For light work, the P11 Pro is more than adequate - it is a good writing companion in particular. It will work for spreadsheets in a pinch, and the G Suite of apps is well suited to collaborative work. More specialist or demanding users will be better suited by a laptop, even at the same price point.

For the kind of tasks one might traditionally expect of the tablet form factor, the Lenovo Tab P11 Pro is more than capable.

Battery life

  • 8,600mAh battery
  • 18W fast charging
  • Lasts a long time between charges

If the Lenovo Tab P11 Pro has one complete triumph to its name, it is battery life.

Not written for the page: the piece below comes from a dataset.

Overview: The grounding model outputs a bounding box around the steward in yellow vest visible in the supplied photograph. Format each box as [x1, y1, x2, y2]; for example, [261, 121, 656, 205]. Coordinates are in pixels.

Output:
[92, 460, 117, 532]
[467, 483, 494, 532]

Try as we could, across multiple days of use, it proved nigh-on impossible to kill. With mixed light to medium use we were able to coax around 10 hours of screen-on time from the device, which is impressive.

This will mean that, when long distance travel is once again possible, it will make an excellent companion for frequent fliers. Standby times were a particular highlight, with the device only dropping a few percentage points per night.

Running the TechRadar battery test (a full resolution video on Wi-Fi at max brightness for 90 minutes), the device dropped from 100% to 91%, which is a strong showing overall.

A nice addition too is the inclusion of a relatively fast charger in the box. Charging an 8,600mAh battery is a considerable undertaking, so this kind of charger is almost compulsory.

How it will fare on the go with LTE active is impossible to see at the moment, however, color us impressed. Having this kind of longevity on tap is a considerable convenience for every kind of consumer.

Should I buy the Lenovo Tab P11 Pro?

Lenovo Tab P11 Pro

(Image credit: TechRadar)

Buy it if...

You need good battery life
With its big battery the Lenovo Tab P11 Pro can keep going and going, whatever you use it for, making it a great choice for long journeys and any other time a charger isn't to hand.

You need a small TV replacement
This tablet has a fantastic display and good speakers, so it will make a welcome living room companion for most.

You want a versatile writing companion
Though it isn’t a productivity powerhouse, the Lenovo Tab P11 Pro is an excellent complement to any writer’s arsenal due to its versatile form factor.

Don't buy it if...

You need to do serious work
Beyond word processing and light spreadsheet work, a laptop is a better choice, or even a non-Android tablet, given the lack of optimized apps here.

You need absolute stability
Android on tablets suffers from frequent bugs, stutters and inconveniences, and there's no sign of that changing. If you're easily frustrated, this isn't the device for you.

You need the most powerful tablet money can buy
The Lenovo Tab P11 Pro is many things, but despite the 'Pro' in its name, a processing powerhouse it is not. It's good for media, but less so for gaming or any other demanding task.